Fair digital red tape

2025-07-03

This is a follow-up on fair digital interaction. Selective sharing is really an attractive idea to me. The main question is how do these structured queries on end-user data look from the user's perspective?

Forms

Yes, like these paper forms one has to fill in when interacting with the government. Except digital. The concept is really powerful if you think about it. The form contains only the necessary information to make a decision. Exactly what we need for selective sharing.

The flow may look like this: the requestor constructs a query, and signs it with their identity key. The receiving party that has the access to the clear text data receives a request, verifies the signature via a public registry of public keys, perhaps something similar to certificate transparency logs, and then if the key matches... what do they see?

The trick is that the owner of data has to see the result of the query or a sequence of queries. That can be presented as a pre-filled form! For instance, a company wants to run a survey to collect information about the users to improve their experience - yes, the real improvement, not the "we improve user experience by doing overreaching behavioral analysis in background". The pre-filled form could just show something like "feature X accessed N times", "median response of UI components is Y milliseconds". If the query results look good, the user just clicks the "approve" button and signs the result of a query, perhaps encrypting it for the requester for exclusive access.

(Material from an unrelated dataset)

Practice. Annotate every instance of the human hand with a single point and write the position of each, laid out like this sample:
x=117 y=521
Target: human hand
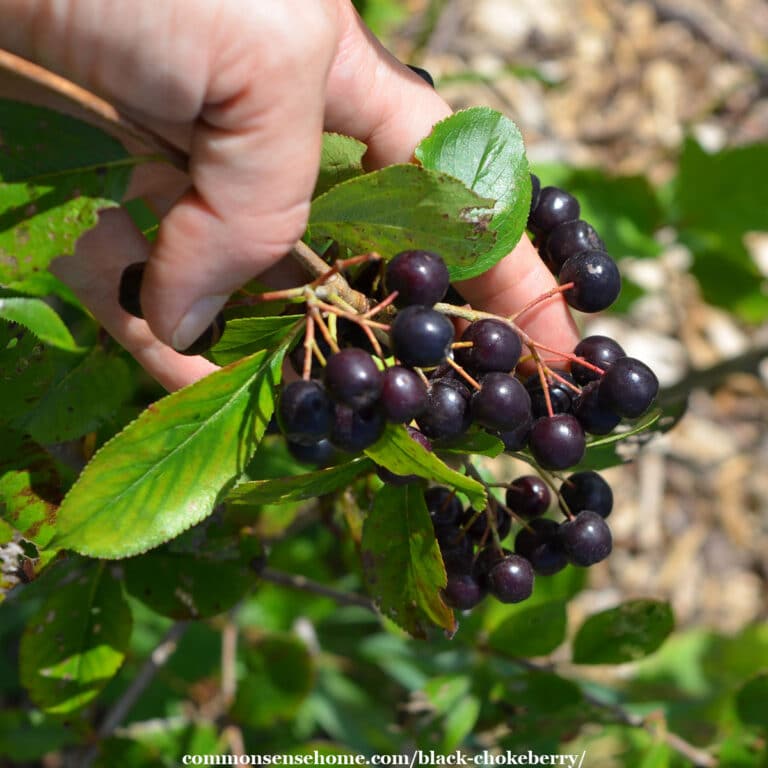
x=246 y=90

What I like about this approach is that the response states that it's correct to the best of correctness of the data stored on the end-user device, unless it was tampered with, which is unlikely and becomes a complex reverse-engineering process.

Placeholders

Certain queries may require knowing some information in advance, and in end-to-end encrypted context that becomes hard. For example, if the financial advisor wants to check the net worth and asset distribution of an individual, they may construct a query with placeholders that reflect the conceptual meaning of the data. For example, the query could look like "show me the balances of all current accounts", and the current accounts are set to be a placeholder for account[]. The user sees another form, which requires entering the appropriate accounts, before the computed resulting form is displayed for further approval.

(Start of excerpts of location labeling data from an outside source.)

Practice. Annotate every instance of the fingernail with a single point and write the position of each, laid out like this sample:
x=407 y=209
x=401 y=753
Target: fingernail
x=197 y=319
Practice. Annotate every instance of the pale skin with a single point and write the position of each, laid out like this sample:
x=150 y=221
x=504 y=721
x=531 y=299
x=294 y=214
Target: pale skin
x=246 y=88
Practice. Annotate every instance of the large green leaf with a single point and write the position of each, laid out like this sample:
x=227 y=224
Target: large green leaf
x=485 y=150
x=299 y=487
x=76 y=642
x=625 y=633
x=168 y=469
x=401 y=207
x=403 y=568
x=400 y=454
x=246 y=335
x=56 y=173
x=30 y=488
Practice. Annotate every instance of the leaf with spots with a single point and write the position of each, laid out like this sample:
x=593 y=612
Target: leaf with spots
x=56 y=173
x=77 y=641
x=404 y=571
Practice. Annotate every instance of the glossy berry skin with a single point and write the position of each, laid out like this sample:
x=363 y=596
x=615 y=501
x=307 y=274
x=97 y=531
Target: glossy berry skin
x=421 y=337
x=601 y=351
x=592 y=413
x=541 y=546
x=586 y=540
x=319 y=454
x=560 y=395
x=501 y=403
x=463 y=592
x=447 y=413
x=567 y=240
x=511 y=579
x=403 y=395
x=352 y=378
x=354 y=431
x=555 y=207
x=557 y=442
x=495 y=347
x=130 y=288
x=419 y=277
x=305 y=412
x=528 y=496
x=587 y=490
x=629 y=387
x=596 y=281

In this financial advisor accessing data example transactions don't have to be accessed individually - advisors don't really need that information. They need the aggregates. This aggregation happens on the data owner's equipment before sharing.

Of course knowing the schema is also necessary. This is quite easy to have in a purposefully-built app, but requires some public schema registry in case of a more generic infrastructure.

Simplifying the UX

As with physical forms, the requestor can just pick from a set of predefined digital forms, say a form F-1042 that is mapped to a query with a specific fingerprint. That way, some forms can be pre-approved by the service provider, which will keep the registry of the commonly used forms. This also has a nice benefit of reducing the need to do query analysis to prevent abuse of information extraction. A "canned" query in the form of a form from a verified requestor goes through a simpler approval process. Fun?

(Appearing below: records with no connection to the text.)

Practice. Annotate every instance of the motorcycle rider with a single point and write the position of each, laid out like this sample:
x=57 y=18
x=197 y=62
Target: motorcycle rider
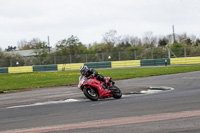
x=89 y=73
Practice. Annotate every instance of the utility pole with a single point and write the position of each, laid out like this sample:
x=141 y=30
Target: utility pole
x=173 y=34
x=48 y=43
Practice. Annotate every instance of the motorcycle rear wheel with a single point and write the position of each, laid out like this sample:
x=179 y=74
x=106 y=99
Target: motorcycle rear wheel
x=91 y=94
x=117 y=93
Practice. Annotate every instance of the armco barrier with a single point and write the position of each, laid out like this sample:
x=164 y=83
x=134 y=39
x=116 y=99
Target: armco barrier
x=73 y=66
x=131 y=63
x=20 y=69
x=3 y=70
x=98 y=65
x=45 y=68
x=155 y=62
x=186 y=60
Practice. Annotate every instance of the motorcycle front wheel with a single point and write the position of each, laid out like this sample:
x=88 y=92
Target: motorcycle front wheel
x=91 y=94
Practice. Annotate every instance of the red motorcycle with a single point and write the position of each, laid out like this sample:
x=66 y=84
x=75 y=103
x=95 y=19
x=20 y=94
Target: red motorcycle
x=94 y=89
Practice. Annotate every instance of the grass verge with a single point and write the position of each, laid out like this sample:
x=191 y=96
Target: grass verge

For the data owner, they could approve certain forms for a regular data collection, perhaps with an expiration time or request count, after which an explicit approval is required. The data owner gets full control over the data and how it's being shared.

It's not more complex than an interaction via email. The requestor can use canned requests, the recipient can respond asynchronously. The response can be a simple "sounds good" like for a yes or no form, or require filling the placeholders, akin to a more detailed response.

This simplified interaction model addresses the user experience challenges, but broader infrastructer implementation questions remain.

Is it even viable?

I think so. While the control over information is really good, it may be quite complicated to implement and scale. Some data collection requires connecting multiple data sources, which may require a shared infrastructure. The infrastructure itself becomes complex due to that and other features. The user may need to log in into multiple apps to approve the queries, until the compiled result is sent to the requestor. To add more analogies, that can be something like a checklist of approvals, with display of completed steps for both parties.

While technical complexity can be addressed, the user-facing side is harder. I think in my model the user has to be educated on basics of data ownership anyway. It's like owning a car - one has to know the basics to operate it. Same applies in this context. The UX can be simplified as much as possible too, with complex functionality hidden behind forms and buttons.

I never thought I would think about forms as a good thing. But hey, they definitely have properties that are fitting well into a fair system of digital interaction.